Balance Calculators

[1]:

from pybalance.utils.balance_calculators import *
from pybalance.utils import MatchingData
from pybalance.sim import load_paper_dataset

[2]:

m =load_paper_dataset()
m

[2]:

Headers Numeric:
['age', 'height', 'weight']

Headers Categoric:
['gender', 'haircolor', 'country', 'binary_0', 'binary_1', 'binary_2', 'binary_3']

Populations
['pool', 'target']

	age	height	weight	gender	haircolor	country	population	binary_0	binary_1	binary_2	binary_3	patient_id
0	64.854093	189.466850	88.835049	1.0	1	4	pool	0	1	0	1	135740
1	52.571993	158.134940	94.215107	1.0	1	1	pool	0	1	0	1	49288
2	25.828361	154.692482	94.226222	1.0	0	3	pool	0	0	1	0	256676
3	70.177571	160.536632	94.244356	1.0	0	2	pool	0	0	0	1	338287
4	73.779164	153.551419	86.161814	0.0	0	1	pool	0	0	1	1	72849
...	...	...	...	...	...	...	...	...	...	...	...	...
274995	62.547794	186.005015	50.975051	0.0	0	1	target	0	0	1	1	579081
274996	69.879934	142.371386	100.138389	1.0	1	4	target	0	1	1	0	569939
274997	56.921402	130.639589	108.745182	1.0	1	5	target	0	1	0	0	532419
274998	34.082754	174.764051	67.998396	0.0	2	2	target	0	0	0	1	566266
274999	60.981259	137.419436	89.897817	1.0	0	5	target	1	1	1	1	544231

275000 rows × 12 columns

[13]:

m.counts()

[13]:

	N
population
pool	250000
target	25000

Fit Balance Calculator

[14]:

# Balance calculators in general are "fit" to the whole population data
# Fitting here means fitting preprocessors (e.g. what bins to use when binning
# is involved).
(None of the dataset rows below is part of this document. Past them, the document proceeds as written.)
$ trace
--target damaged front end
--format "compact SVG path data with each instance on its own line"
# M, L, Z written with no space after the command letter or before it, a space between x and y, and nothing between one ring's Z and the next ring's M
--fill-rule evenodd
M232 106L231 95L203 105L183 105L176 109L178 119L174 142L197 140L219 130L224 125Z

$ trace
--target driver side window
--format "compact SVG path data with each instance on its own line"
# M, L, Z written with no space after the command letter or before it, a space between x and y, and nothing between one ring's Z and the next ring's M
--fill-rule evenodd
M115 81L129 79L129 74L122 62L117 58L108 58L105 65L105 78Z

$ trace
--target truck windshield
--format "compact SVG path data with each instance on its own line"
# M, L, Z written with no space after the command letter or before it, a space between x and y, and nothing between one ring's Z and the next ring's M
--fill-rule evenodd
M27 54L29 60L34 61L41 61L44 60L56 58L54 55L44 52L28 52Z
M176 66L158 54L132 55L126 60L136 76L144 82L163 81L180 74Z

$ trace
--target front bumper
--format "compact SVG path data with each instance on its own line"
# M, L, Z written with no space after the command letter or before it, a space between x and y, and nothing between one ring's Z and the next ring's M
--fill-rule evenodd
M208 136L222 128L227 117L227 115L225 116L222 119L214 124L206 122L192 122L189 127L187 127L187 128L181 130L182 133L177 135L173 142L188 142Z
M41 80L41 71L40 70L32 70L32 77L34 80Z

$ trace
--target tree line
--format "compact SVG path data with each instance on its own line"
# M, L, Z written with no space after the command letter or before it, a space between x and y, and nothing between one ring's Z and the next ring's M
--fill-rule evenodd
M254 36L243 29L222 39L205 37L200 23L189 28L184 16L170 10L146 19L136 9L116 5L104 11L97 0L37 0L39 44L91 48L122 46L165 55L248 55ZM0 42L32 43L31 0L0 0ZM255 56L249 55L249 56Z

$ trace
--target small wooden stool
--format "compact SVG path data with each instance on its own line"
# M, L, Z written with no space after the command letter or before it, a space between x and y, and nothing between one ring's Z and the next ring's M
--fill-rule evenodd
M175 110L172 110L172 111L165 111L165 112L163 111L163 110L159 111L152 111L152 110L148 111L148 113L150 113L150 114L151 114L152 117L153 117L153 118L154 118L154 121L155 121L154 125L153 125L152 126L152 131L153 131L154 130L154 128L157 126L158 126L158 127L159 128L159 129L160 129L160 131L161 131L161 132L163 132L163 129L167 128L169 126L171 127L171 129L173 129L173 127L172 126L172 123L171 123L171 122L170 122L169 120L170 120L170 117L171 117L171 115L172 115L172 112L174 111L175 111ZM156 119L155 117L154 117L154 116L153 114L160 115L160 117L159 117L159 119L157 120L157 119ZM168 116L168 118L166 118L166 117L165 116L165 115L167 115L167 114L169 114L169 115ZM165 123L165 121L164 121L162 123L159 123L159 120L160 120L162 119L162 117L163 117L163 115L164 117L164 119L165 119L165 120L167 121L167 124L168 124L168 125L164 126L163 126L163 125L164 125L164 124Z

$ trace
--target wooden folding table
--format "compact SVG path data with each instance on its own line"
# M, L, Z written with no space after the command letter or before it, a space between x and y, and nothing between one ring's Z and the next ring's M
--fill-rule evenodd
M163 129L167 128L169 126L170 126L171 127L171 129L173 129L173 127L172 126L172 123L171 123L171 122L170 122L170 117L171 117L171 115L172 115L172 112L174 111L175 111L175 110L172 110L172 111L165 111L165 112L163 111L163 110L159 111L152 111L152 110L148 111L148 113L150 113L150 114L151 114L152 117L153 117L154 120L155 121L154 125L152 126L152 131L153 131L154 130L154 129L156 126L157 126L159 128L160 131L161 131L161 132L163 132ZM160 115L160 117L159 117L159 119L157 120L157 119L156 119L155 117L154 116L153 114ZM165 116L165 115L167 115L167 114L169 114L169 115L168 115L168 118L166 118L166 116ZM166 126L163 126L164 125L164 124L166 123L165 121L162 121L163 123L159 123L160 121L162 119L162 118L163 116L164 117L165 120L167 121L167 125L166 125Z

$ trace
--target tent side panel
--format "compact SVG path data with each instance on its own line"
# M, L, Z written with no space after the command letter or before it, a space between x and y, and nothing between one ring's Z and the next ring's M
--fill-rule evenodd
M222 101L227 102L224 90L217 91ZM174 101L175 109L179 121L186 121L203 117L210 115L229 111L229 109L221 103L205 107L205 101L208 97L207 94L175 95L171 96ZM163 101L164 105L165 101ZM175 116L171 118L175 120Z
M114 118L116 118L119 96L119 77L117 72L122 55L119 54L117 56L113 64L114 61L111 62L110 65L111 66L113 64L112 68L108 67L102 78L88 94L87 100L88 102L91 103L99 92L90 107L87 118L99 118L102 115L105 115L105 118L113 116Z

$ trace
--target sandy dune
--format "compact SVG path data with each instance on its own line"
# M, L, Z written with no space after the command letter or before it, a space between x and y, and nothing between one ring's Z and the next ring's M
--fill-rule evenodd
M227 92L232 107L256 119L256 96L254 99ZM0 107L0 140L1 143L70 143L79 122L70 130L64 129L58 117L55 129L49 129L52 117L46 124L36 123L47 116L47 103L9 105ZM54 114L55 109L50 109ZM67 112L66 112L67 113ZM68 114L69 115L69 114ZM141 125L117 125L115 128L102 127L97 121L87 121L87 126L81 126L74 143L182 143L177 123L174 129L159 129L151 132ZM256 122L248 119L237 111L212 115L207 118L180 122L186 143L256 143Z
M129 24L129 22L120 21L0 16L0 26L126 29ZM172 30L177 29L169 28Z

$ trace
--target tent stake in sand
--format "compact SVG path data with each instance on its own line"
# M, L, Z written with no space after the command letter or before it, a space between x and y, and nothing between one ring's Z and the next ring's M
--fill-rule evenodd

It's important to fit once so that all calls to distance()
# can be compared meaningfully.
beta = BetaBalance(m)
target, pool = split_target_pool(m)

Balance between pool and target

[15]:

beta.distance(pool)

[15]:

tensor(0.2353, dtype=torch.float64)

[16]:

# Specifying target is optional
beta.distance(pool, target)

[16]:

tensor(0.2353, dtype=torch.float64)

Balance between subset of pool and target

[17]:

beta.distance(pool.sample(n=100))

[17]:

tensor(0.2366, dtype=torch.float64)

[18]:

# Can also take subsets of the target
beta.distance(pool.sample(n=100), target.sample(n=100))

[18]:

tensor(0.2669, dtype=torch.float64)

Balance between several subsets simultaneously

[19]:

pool_subsets = np.array([
    np.random.choice(pool.reset_index().index.values, size=100, replace=False),
    np.random.choice(pool.reset_index().index.values, size=100, replace=False)
])
beta.distance(pool_subsets)

[19]:

tensor([0.2404, 0.2418], dtype=torch.float64)

[9]:

pool_subsets = [
    np.random.choice(pool.reset_index().index.values, size=100, replace=False),
    np.random.choice(pool.reset_index().index.values, size=100, replace=False)
]
target_subsets = [
    np.random.choice(target.reset_index().index.values, size=100, replace=False),
    np.random.choice(target.reset_index().index.values, size=100, replace=False)
]
beta.distance(pool_subsets, target_subsets)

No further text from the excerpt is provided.